IHS Markit

Alcoa`s title V monitoring, recordkeeping and reporting system reduces compliance fees by US$100,000+


Courtesy of IHS Markit

Managers at Alcoa's aluminum container manufacturing facility located near Knoxville, were preparing for revisions to the formula that regulators use to establish air emission fees under Title V of the Clean Air Act. Since Alcoa, a worldwide leader in the production of aluminum sheet for packaging, is well known for its commitment to 'relentlessly pursue and continually improve EHS systems and processes,' the Tennessee managers took this opportunity to not only assure compliance but also improve efficiency and save money.

In the past, air emission compliance data was gathered by contacts throughout Alcoa's Tennessee operations and sent to an environmental staff member for manual entry into an air emission database that was updated annually. Data requests from the environmental department to production units resulted in 'two way data flow until the 'right' number was decided upon' and reporting capability out of the air emission database was limited.

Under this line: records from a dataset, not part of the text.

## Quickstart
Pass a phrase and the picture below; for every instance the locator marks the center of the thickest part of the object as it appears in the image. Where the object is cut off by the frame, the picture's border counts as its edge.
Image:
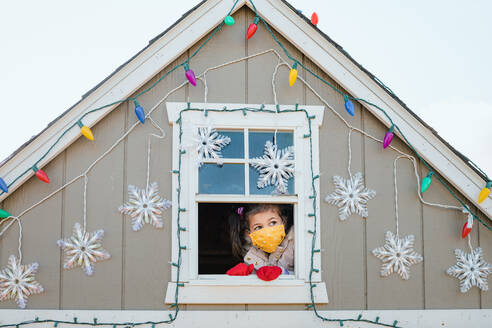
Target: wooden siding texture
(136, 276)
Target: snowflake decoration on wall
(276, 167)
(17, 281)
(471, 269)
(350, 196)
(209, 144)
(145, 206)
(397, 255)
(83, 249)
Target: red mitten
(269, 273)
(241, 269)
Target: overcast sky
(435, 55)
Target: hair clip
(240, 211)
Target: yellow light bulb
(86, 132)
(483, 194)
(292, 76)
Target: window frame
(298, 123)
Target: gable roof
(297, 29)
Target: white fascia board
(360, 85)
(119, 86)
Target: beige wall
(137, 274)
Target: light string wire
(222, 65)
(19, 246)
(146, 90)
(219, 27)
(362, 100)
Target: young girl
(258, 236)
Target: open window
(206, 192)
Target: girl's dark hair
(239, 223)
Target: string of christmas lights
(348, 104)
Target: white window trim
(220, 289)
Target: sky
(435, 55)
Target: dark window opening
(214, 246)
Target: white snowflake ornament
(397, 255)
(350, 196)
(145, 206)
(209, 144)
(276, 167)
(470, 269)
(17, 281)
(83, 249)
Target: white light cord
(396, 192)
(274, 87)
(469, 244)
(350, 152)
(160, 136)
(13, 219)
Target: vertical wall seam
(123, 232)
(364, 222)
(60, 274)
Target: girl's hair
(239, 223)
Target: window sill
(287, 291)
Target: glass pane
(225, 179)
(268, 190)
(257, 141)
(235, 149)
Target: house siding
(137, 274)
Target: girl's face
(264, 219)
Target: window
(209, 190)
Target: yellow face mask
(268, 239)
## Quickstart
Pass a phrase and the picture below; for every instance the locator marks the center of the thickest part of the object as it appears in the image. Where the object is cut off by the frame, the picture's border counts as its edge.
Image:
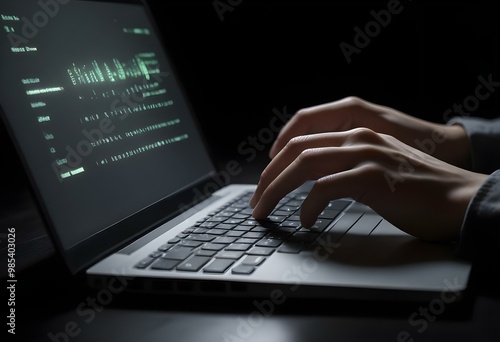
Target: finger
(313, 164)
(299, 144)
(291, 151)
(359, 183)
(333, 116)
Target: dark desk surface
(51, 305)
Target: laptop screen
(96, 110)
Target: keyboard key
(145, 262)
(165, 264)
(193, 264)
(179, 253)
(242, 269)
(253, 260)
(218, 266)
(229, 255)
(260, 251)
(238, 247)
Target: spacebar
(193, 264)
(343, 225)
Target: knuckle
(295, 145)
(354, 101)
(363, 134)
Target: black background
(263, 56)
(275, 54)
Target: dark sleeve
(480, 236)
(484, 135)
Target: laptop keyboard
(230, 239)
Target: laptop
(129, 190)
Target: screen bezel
(85, 253)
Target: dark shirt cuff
(480, 235)
(484, 135)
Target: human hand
(449, 143)
(418, 193)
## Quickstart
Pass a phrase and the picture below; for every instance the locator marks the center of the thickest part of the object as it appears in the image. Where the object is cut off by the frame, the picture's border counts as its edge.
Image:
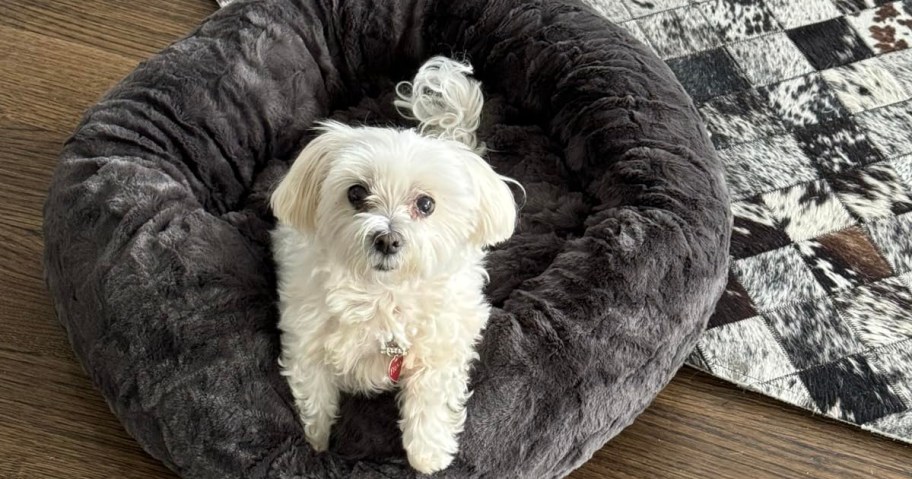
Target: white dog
(380, 248)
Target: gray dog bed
(157, 225)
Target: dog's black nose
(388, 243)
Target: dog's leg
(316, 396)
(432, 405)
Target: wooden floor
(56, 58)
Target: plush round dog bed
(157, 231)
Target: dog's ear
(497, 209)
(294, 201)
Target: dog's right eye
(356, 195)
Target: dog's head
(413, 201)
(382, 199)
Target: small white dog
(380, 248)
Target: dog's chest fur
(345, 321)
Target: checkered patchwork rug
(809, 103)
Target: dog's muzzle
(388, 244)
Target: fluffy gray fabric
(157, 231)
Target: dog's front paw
(317, 437)
(428, 460)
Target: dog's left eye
(425, 205)
(356, 195)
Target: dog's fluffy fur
(342, 298)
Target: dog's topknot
(444, 100)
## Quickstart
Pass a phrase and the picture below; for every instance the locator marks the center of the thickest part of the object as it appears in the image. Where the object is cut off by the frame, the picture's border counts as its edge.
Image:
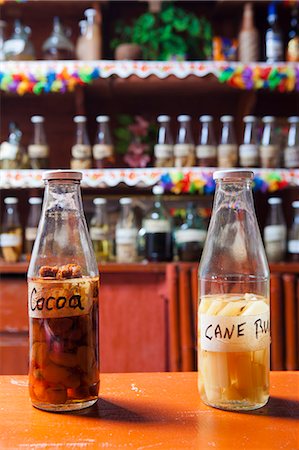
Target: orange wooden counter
(150, 411)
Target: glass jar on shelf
(275, 231)
(206, 150)
(249, 149)
(63, 306)
(184, 148)
(81, 150)
(163, 149)
(11, 240)
(38, 150)
(103, 149)
(99, 230)
(269, 148)
(234, 311)
(291, 151)
(32, 224)
(228, 147)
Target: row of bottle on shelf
(260, 148)
(158, 239)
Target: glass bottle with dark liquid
(158, 232)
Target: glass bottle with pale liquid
(234, 311)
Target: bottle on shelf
(293, 42)
(293, 239)
(234, 311)
(191, 235)
(126, 233)
(32, 224)
(81, 150)
(269, 148)
(184, 148)
(158, 230)
(103, 149)
(206, 150)
(228, 147)
(99, 230)
(275, 231)
(249, 149)
(63, 304)
(291, 151)
(163, 149)
(89, 46)
(11, 232)
(38, 150)
(58, 46)
(273, 38)
(248, 38)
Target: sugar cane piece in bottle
(234, 311)
(63, 287)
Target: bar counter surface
(150, 411)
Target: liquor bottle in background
(274, 41)
(38, 150)
(163, 149)
(293, 239)
(234, 308)
(249, 150)
(291, 151)
(191, 235)
(228, 147)
(184, 148)
(11, 231)
(99, 230)
(206, 150)
(126, 233)
(32, 224)
(269, 148)
(81, 150)
(103, 150)
(248, 38)
(275, 231)
(158, 230)
(293, 43)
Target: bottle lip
(11, 200)
(274, 201)
(61, 174)
(233, 173)
(37, 119)
(99, 201)
(35, 200)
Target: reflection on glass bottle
(206, 150)
(81, 150)
(126, 233)
(184, 148)
(63, 306)
(228, 148)
(32, 224)
(293, 240)
(234, 311)
(11, 231)
(38, 150)
(249, 150)
(99, 230)
(191, 235)
(158, 230)
(275, 231)
(269, 148)
(163, 149)
(19, 47)
(291, 152)
(58, 45)
(103, 149)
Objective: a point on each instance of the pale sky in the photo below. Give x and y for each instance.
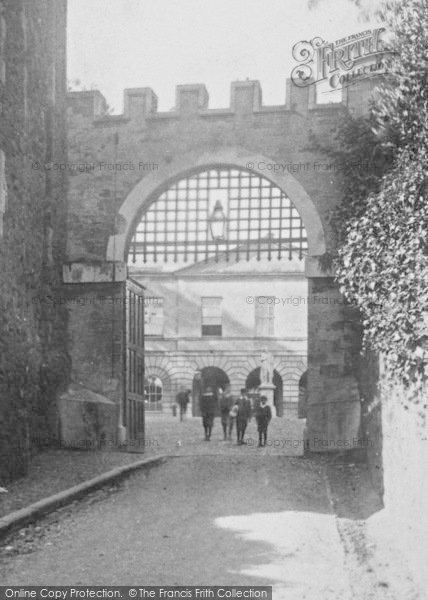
(118, 44)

When Title V rules changed and the facility was going to be required to pay emission fees based on estimated actual emissions (rather than paying on an allowable basis as in years past), Alcoa's Tennessee team set out to automate data gathering, validation, emission calculation and reporting 'as much as possible.'

They selected Essential Air™ – powerful ESS software that calculates and reports air emissions and compares them to EPA permit limits – as the heart of an integrated monitoring, recordkeeping and reporting (MRR) system. Alcoa's MRR system automated air emissions data management across the facility by tracking daily production parameters, emission estimates, limit comparisons and environmental reports by area.

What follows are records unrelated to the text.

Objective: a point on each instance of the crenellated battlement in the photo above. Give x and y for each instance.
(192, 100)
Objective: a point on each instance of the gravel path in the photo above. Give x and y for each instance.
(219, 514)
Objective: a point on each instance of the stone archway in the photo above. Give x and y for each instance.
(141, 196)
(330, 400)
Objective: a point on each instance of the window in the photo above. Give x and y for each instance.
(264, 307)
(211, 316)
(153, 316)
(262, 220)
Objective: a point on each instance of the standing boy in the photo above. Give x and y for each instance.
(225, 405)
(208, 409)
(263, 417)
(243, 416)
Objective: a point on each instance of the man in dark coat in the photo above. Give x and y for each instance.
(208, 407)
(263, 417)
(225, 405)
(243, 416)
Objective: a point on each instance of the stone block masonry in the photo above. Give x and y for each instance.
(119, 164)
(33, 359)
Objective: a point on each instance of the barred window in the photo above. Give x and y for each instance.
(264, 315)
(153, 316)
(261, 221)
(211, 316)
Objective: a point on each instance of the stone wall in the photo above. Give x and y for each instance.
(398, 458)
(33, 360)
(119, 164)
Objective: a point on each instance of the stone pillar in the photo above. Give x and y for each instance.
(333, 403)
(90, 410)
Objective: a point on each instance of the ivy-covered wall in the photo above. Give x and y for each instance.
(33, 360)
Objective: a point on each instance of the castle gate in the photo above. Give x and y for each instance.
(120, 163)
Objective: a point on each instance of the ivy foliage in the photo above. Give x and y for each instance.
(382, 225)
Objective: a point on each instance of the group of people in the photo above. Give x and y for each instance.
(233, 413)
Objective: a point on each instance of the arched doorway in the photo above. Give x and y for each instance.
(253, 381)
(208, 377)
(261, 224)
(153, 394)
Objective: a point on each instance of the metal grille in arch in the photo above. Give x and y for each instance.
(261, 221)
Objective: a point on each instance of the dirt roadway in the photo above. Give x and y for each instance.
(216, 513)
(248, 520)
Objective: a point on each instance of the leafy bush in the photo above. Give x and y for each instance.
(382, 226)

Essential Air and the MRR provided a host of benefits to Alcoa, including reduced investment in third-party inspections; faster discovery of equipment reliability issues; improved internal Alcoa staff communication regarding environmental issues; and annual savings of more than US$142,000 in 2004 and more than US$165,000 in 2005 in fees for actual air emissions, compared to 2003 fees for 'allowables.'

Most importantly, Essential Air and the MRR system enabled Alcoa to confidently certify the Tennessee facility's full compliance with new mandates regarding Title V of the Clean Air Act.